Un lien avec d'autres affaires de musellement
Cette affaire rappelle d'autres cas où des dirigeants d'ONG ont été sanctionnés pour leurs engagements. Comme le montre cette lettre ouverte, la défense des droits humains expose souvent à des représailles, même dans les organisations censées les défendre.
Conclusion : le WWF face à un choix existentiel
L'affaire Palt n'est pas une simple péripétie de la vie associative. C'est un test grandeur nature pour l'écologie française. Le WWF doit maintenant décider s'il veut être un monument historique ou un acteur du changement. Les deux options ont un coût.

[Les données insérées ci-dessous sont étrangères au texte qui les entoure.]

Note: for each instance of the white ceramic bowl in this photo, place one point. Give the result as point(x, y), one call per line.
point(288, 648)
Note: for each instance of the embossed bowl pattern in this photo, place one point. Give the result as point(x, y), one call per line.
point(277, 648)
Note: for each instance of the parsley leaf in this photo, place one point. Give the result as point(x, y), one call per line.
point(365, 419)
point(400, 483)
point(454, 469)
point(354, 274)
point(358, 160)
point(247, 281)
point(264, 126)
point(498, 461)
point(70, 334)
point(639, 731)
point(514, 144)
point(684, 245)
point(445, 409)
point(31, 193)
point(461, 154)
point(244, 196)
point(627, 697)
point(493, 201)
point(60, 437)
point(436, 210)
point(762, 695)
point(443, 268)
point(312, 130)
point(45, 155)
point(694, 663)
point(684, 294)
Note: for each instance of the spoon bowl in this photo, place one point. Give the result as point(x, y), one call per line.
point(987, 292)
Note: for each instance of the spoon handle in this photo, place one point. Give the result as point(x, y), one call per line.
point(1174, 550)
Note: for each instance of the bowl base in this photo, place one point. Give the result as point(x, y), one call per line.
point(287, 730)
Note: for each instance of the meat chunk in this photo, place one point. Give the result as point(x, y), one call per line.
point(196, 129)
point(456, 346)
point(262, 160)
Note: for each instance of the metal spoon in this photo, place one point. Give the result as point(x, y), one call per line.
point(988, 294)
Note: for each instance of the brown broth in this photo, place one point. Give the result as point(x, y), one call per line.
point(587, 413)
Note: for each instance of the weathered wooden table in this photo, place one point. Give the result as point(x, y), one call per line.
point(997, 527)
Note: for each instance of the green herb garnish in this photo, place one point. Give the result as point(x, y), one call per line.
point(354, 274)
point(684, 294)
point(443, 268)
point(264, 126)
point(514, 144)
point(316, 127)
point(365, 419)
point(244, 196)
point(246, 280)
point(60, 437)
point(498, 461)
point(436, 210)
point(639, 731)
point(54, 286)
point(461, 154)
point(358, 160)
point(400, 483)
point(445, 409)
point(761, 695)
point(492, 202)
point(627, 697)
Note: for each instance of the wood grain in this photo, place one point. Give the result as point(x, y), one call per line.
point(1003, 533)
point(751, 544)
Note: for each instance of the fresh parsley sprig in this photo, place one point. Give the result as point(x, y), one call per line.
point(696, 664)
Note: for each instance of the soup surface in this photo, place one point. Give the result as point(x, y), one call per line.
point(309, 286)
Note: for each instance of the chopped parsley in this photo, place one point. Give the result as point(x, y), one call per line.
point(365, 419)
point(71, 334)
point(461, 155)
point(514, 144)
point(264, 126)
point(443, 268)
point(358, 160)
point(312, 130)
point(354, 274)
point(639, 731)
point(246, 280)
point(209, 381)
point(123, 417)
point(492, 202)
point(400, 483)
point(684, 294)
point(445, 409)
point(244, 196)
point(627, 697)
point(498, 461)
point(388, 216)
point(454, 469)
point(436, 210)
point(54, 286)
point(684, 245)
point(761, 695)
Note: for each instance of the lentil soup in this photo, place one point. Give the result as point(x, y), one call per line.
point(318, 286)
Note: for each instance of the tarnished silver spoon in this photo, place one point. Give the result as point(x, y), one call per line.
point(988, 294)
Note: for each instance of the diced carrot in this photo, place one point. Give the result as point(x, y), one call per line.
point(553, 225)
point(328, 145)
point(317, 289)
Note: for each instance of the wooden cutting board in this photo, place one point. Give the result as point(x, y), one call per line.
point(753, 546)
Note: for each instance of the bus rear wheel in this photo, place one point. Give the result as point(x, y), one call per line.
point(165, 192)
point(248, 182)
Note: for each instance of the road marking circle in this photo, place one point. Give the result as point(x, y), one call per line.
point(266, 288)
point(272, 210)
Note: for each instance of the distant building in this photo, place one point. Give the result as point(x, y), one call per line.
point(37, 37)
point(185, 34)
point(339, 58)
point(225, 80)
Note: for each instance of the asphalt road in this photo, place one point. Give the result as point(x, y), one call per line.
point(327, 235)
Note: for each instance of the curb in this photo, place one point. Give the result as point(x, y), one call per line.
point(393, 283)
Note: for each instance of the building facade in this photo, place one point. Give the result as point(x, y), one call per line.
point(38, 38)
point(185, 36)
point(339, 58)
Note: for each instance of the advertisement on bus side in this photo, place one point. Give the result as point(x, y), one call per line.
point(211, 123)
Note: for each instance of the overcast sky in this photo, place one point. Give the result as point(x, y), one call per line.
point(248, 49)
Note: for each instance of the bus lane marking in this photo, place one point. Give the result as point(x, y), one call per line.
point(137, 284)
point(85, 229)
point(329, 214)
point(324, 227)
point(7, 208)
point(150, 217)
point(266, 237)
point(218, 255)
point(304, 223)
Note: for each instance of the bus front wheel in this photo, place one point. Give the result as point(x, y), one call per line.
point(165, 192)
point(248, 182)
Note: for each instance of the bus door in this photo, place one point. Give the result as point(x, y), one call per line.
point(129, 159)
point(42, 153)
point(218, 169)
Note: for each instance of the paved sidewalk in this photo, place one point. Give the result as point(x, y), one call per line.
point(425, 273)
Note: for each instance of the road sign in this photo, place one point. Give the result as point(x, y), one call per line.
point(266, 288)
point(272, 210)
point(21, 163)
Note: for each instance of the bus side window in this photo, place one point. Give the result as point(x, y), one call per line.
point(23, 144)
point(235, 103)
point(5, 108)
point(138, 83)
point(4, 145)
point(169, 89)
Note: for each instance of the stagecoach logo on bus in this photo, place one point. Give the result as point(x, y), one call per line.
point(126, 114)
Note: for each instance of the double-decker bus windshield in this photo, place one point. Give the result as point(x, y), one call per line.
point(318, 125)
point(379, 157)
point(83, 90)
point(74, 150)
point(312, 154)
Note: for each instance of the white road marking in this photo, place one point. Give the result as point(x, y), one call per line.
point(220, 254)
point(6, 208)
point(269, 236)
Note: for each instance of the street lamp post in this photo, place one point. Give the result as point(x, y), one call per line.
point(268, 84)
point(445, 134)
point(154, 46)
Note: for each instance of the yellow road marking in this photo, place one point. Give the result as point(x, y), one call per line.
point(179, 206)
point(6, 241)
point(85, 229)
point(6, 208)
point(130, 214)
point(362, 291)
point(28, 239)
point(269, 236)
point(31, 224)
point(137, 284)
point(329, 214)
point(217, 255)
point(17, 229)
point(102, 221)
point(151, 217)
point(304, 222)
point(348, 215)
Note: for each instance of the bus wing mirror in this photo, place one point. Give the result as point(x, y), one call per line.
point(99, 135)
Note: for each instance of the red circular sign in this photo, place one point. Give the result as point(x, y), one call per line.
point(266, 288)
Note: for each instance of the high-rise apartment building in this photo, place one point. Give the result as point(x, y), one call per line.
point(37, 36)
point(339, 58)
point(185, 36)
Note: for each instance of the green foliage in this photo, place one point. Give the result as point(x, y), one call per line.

Un procès en légitimité devant les donateurs et les jeunes militants
Le départ d'Alexandra Palt risque de coûter cher au WWF. En termes d'image, d'abord. L'ONG est désormais perçue comme une institution conservatrice, déconnectée des réalités sociales. En termes d'adhésions, ensuite. Les jeunes militants, qui constituent le vivier de bénévoles et de donateurs de demain, pourraient se détourner du panda.
Certains observateurs prédisent une baisse des dons dans les prochains mois. D'autres estiment que le WWF, fort de son histoire et de sa notoriété, survivra à cette crise. Mais une chose est sûre : la confiance est ébranlée. Et regagner la confiance des jeunes générations prendra du temps.
L'avenir de l'écologie en France : la neutralité politique en question
La question centrale reste posée : peut-on être écolo sans être antiraciste ? Pour la jeune génération, la réponse est non. L'écologie du 21e siècle sera politique ou ne sera pas. Le WWF doit trancher : rester neutre et risquer l'obsolescence, ou s'engager et redevenir pertinent.
L'affaire Palt révèle une fracture générationnelle profonde sur la place de la justice sociale dans l'écologie. Les jeunes militants ne veulent plus d'une écologie technocratique et déconnectée. Ils veulent une écologie qui lutte contre toutes les formes d'oppression, y compris le racisme. Le WWF, en choisissant de sanctionner sa présidente pour avoir participé à une marche antiraciste, a choisi son camp. Reste à savoir si ce camp a encore un avenir.